RICHMOND, Va. (AP) - The towering Confederate monuments in Virginia’s capital city shouldn’t be taken down, but instead should be supplemented with historical context about why they were built, Richmond’s mayor said Thursday.
“Whether we like it or not, they are part of our history of this city, and removal would never wash away that stain,” Mayor Levar Stoney said.
Instead, a commission of historians, authors and community leaders will solicit public input and make suggestions about how to “set the historical record straight” on the monuments in the former capital of the Confederacy, he announced at a news conference.
“Equal parts myth and deception, they were the ’alternative facts’ of their time - a false narrative etched in stone and bronze more than 100 years ago - not only to lionize the architects and defenders of slavery, but to perpetuate the tyranny and terror of Jim Crow and reassert a new era of white supremacy,” the mayor said.
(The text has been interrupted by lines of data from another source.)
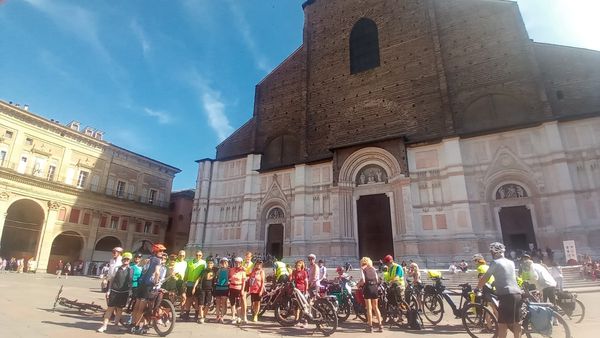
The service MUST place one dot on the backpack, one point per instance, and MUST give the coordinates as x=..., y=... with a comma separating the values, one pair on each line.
x=415, y=322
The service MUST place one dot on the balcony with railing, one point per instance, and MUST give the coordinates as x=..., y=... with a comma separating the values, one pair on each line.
x=28, y=174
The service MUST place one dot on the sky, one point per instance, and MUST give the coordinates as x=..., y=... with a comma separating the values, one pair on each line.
x=172, y=79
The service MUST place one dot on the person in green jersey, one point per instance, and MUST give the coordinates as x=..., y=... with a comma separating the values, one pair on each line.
x=192, y=273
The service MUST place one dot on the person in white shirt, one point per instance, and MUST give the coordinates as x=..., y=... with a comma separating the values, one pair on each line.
x=542, y=279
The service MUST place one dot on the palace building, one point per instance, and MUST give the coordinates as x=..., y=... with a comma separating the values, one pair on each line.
x=425, y=129
x=66, y=194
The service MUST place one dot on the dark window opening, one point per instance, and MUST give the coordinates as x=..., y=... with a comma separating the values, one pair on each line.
x=364, y=46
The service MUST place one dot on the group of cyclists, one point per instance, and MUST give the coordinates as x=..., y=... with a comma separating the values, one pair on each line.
x=237, y=286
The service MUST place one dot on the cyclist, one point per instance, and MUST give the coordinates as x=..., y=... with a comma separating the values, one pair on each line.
x=203, y=290
x=221, y=289
x=394, y=276
x=368, y=282
x=237, y=281
x=118, y=293
x=542, y=279
x=149, y=279
x=509, y=293
x=193, y=270
x=282, y=275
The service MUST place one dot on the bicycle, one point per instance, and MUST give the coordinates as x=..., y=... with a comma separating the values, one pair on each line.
x=476, y=318
x=159, y=313
x=289, y=311
x=556, y=326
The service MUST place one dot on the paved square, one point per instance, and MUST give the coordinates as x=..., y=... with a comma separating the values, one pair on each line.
x=26, y=311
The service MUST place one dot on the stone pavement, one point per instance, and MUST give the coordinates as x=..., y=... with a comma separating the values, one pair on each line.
x=26, y=311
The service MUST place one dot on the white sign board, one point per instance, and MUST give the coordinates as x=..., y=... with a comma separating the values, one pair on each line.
x=570, y=251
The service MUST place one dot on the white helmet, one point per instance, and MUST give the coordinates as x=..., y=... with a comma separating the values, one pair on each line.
x=497, y=248
x=478, y=257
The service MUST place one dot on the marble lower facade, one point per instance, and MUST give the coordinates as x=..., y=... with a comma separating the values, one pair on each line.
x=536, y=186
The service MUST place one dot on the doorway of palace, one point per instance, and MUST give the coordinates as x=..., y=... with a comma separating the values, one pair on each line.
x=103, y=248
x=22, y=229
x=66, y=247
x=375, y=238
x=275, y=240
x=517, y=228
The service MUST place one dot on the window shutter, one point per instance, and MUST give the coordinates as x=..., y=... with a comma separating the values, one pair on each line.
x=110, y=184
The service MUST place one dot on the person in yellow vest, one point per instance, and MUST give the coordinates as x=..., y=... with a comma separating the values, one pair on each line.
x=193, y=271
x=248, y=266
x=394, y=276
x=281, y=272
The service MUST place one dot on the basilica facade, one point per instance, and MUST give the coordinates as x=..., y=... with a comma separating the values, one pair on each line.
x=425, y=129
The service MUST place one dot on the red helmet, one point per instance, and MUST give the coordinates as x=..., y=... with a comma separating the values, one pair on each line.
x=158, y=247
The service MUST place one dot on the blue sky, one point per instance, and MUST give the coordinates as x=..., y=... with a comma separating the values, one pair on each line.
x=171, y=79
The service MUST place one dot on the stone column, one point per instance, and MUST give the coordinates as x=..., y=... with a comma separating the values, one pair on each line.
x=4, y=204
x=46, y=238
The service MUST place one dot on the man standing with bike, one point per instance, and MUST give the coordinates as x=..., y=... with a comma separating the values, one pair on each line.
x=509, y=293
x=149, y=279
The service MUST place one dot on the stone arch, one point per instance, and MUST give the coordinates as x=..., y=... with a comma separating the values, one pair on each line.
x=22, y=228
x=365, y=157
x=66, y=246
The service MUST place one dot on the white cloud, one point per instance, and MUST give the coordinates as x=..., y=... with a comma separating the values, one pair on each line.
x=260, y=60
x=141, y=36
x=161, y=117
x=213, y=106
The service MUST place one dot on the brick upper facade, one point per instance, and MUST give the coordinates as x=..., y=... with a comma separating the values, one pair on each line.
x=448, y=67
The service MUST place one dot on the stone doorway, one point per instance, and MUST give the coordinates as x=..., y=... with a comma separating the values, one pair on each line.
x=517, y=228
x=275, y=240
x=66, y=247
x=22, y=229
x=375, y=239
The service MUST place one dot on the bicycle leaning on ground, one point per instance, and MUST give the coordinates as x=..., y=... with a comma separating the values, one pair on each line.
x=158, y=314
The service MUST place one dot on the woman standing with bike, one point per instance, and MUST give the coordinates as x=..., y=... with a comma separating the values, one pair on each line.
x=256, y=288
x=369, y=281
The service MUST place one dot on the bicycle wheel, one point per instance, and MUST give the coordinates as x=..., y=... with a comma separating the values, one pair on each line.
x=560, y=329
x=479, y=321
x=325, y=316
x=163, y=320
x=433, y=308
x=578, y=312
x=344, y=312
x=286, y=312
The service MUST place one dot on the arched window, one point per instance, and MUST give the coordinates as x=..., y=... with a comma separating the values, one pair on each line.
x=364, y=46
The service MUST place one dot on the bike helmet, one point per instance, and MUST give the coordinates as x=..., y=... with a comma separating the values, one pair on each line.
x=478, y=258
x=158, y=248
x=497, y=248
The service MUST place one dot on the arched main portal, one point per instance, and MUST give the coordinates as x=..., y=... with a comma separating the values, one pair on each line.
x=66, y=247
x=515, y=217
x=22, y=229
x=103, y=248
x=274, y=245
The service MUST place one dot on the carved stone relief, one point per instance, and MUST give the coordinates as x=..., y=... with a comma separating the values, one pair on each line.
x=371, y=174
Stoney’s announcement comes as many cities across the South engage in bitter debates over Confederate symbols, prompted in part by the 2015 shooting of nine black worshippers at a Charleston, South Carolina, church by an avowed white supremacist. Opponents say the monuments are offensive relics of the region’s racist past, while supporters call them a part of history that should be preserved.
Richmond’s five Confederate statues are prominent fixtures on Monument Avenue, a boulevard lined with churches and historic mansions considered by many to be the city’s most prestigious address and one of the nation’s loveliest thoroughfares. Likenesses of Confederate generals Robert E. Lee, Thomas “Stonewall” Jackson, and J.E.B. Stuart; President Jefferson Davis; and oceanographer Matthew Maury are perched on large stone pedestals.
Stoney, who is African-American, took office in December at 35, the youngest mayor ever elected in Richmond. Before that, he worked for Gov. Terry McAuliffe as Secretary of the Commonwealth, a cabinet position with duties including processing the restoration of voting and civil rights for felons.
He said he’s personally insulted by the monuments and wishes they had never been built.
“I think we should consider what Monument Avenue would look like with a little more diversity,” he said.
The city has made one such effort already: A statue of black tennis champion Arthur Ashe, a Richmond native, was added in 1996, provoking a nationally publicized and racially charged dispute. Its dedication drew white protesters, including one who raised a Confederate flag.
The commission will hold public hearings and will consider adding new monuments, Stoney said. He suggested that commissioners might also consider adding explanatory signage, similar to those that now appear in national parks.
New Orleans recently removed three statues with Confederate figures and one monument to white supremacy. City workers in Orlando removed statue of “Johnny Reb” on Tuesday, to be relocated to a cemetery. Tampa officials decided Wednesday to keep a statue of Civil War soldiers, but add a mural displaying “love and diversity.”
In Baltimore, where the former mayor put up signs calling its Confederate statues propaganda designed to support racial intimidation, the new mayor now hopes to remove the monuments and auction them off.
And tempers have run hot in Charlottesville, about an hour west of Richmond, where the city council voted earlier this year to remove a Lee statue, despite their mayor’s preference for adding historical context instead.
A torch-wielding group that included prominent white nationalist Richard Spencer protested the decision at a rally in May, and the Ku Klux Klan has announced a rally for July.
Richmond is different from other cities because it has been working for decades to “diversify its landscape” and tell more of its stories, said Christy Coleman, CEO of Richmond’s American Civil War Museum, who will serve as a co-chairwoman of the commission.
Still, she said, “We believe wholeheartedly that there is still more work to do.”